I NOMI. Colpi di pistola per terrorizzare l’ex fidanzata del fratello del boss: chiuse le indagini

29 Dicembre 2025 - 17:37

MONDRAGONE – La Procura di Santa Maria Capua Vetere ha chiuso le indagini preliminari su un episodio di sparatoria intimidatoria avvenuto a Falciano del Massico la notte del 19 marzo scorso, in cui sono coinvolti quattro uomini. Tra loro figura Luigi Fragnoli, 49 anni, già condannato per camorra e fratello del noto boss Giacomo Fragnoli.

Gli altri indagati sono Carlo D’Annolfo, 47 anni, di Mondragone, suo figlio Angelo, 19 anni, residente a Falciano, e Vincenzo Pio Carro, 19 anni, di Quarto. A tutti e quattro è stato notificato l’avviso di conclusione delle indagini per i reati di porto e detenzione illegale di arma da fuoco in luogo pubblico e minaccia aggravata, contestati in concorso.
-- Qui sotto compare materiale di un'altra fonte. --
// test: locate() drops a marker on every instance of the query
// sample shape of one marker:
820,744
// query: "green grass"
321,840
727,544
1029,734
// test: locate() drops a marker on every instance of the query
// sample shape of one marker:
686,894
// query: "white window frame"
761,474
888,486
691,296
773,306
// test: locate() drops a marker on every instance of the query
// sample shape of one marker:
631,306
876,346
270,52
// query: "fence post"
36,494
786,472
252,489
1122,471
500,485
Secondo la ricostruzione dei carabinieri del Reparto Territoriale di Mondragone, coordinati dal sostituto procuratore Anna Ida Capone, gli uomini viaggiavano a bordo di un’Alfa Romeo quando, transitando in via Eucalipti, avrebbero esploso cinque colpi di pistola in aria. L’abitazione presa di mira era quella in cui si trovava l’ex fidanzata di Luigi Fragnoli.
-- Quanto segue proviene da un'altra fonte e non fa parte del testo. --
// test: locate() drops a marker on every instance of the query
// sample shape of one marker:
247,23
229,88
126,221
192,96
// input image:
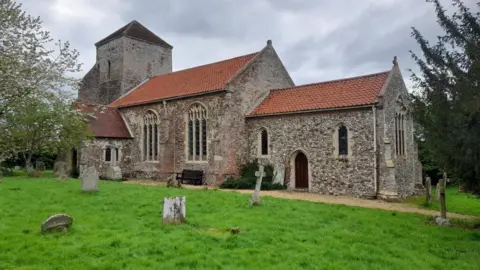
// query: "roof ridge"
204,65
332,81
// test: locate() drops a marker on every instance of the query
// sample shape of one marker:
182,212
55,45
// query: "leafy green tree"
447,102
36,87
43,125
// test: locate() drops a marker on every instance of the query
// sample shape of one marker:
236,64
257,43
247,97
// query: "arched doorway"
301,171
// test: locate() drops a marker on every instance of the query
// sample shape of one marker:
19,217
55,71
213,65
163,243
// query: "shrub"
6,171
35,174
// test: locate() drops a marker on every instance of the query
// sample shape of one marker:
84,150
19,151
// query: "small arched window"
342,141
111,153
400,134
109,70
264,142
108,154
150,136
197,133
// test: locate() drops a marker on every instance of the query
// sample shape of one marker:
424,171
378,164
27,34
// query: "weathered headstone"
40,166
90,179
174,210
255,200
173,182
60,169
442,219
428,184
114,173
278,174
58,222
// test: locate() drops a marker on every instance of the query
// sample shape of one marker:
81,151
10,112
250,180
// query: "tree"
30,62
447,102
43,125
36,88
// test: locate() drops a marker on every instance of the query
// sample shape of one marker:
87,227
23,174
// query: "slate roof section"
136,30
193,81
349,92
104,121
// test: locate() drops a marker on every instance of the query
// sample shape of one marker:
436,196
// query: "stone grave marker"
255,200
114,173
174,210
58,223
428,184
90,180
40,166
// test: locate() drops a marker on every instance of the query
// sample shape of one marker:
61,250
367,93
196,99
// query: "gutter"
375,154
171,98
312,111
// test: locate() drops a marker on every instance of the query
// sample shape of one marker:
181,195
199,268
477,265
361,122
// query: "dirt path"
313,197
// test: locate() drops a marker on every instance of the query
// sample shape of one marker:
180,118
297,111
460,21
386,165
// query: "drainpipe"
374,109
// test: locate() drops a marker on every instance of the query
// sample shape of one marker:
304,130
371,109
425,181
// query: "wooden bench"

Le indagini hanno rivelato un clima di pressioni e comportamenti persecutori verso la donna, che dopo la fine della relazione sarebbe stata seguita e intimidita più volte. Fragnoli le avrebbe anche rivolto frasi esplicitamente minacciose. Un ruolo determinante è stato svolto dall’analisi dei filmati di videosorveglianza, pubblica e privata, unitamente alle perizie balistiche e alla ricostruzione dei movimenti dei veicoli coinvolti. Gli elementi raccolti hanno portato la Procura a ritenere sussistenti gravi indizi di colpevolezza.

Tutti e quattro gli indagati sono attualmente in libertà, ma con l’obbligo di dimora nel comune di residenza, dopo che furono scarcerati, a seguito di un arresto avvenuto ai primi di ottobre 2025. Il prossimo passo sarà la richiesta di rinvio a giudizio da parte della Procura.